What happens when you give your computer a $50 monthly budget and access to your Amazon account? Game designer Darius Kazemi created a program to help escape the predictive you want this, don’t you algorithms of online stores and the first thing it sent him was a CD of Hungarian music and a book by Noam Chomsky.
“I like the idea of being forced to consume things outside of what these large corporations like Amazon think I want to consume,” Kazemi tells The Verge. To that end, he created his own counter-algorithm to try to outfox Amazon, although he limited its purchases to media such as books and CDs so he wouldn’t end up with a bunch of spare parts.
Kazemi says on his blog that the idea was inspired from the delight caused by receiving a backordered item in the mail. Having forgotten you ordered it in the first place, it’s like buying yourself a present. Except he decided to make things more interesting by making that present random.

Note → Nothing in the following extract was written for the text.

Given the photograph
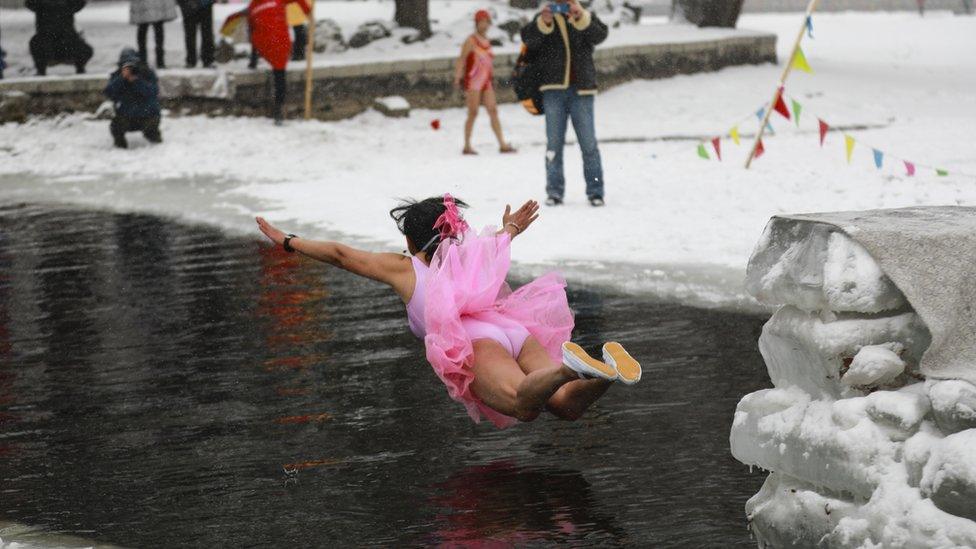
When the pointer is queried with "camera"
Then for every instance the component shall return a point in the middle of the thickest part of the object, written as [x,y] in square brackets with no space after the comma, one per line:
[559,8]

Genuinely random recommendations are remarkably hard to find on the web right now. Any given Amazon search is filtered by your history on the site, your purchases, the purchases of demographically similar users, a general popularity index, and countless other data sources. Recommendation engines like this are working their magic on most of the web’s big databases, from Google and Amazon to Pandora, Netflix, YouTube, eBay, and so on.

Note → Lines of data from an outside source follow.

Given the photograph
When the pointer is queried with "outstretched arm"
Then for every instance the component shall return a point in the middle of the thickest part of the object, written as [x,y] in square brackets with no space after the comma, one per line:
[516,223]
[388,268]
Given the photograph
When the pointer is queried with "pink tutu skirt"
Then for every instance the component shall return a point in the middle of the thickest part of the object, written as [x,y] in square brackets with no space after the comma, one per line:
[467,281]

This system is great at sending junk to its rightful place at bottom of your search results, but the top of the list can feel airless and boring. If, based on your first six months of purchasing, Amazon’s algorithm decides you aren’t the kind of person who likes free jazz, you might never know what you’re missing. Apply the same rules over dozens of sites, and it’s easy to see how the experience could get claustrophobic. The buzzword for this is “filter bubble,” what’s left when everything unexpected has been whittled away by algorithms. To put it more simply, these programs just weren’t built for surprises.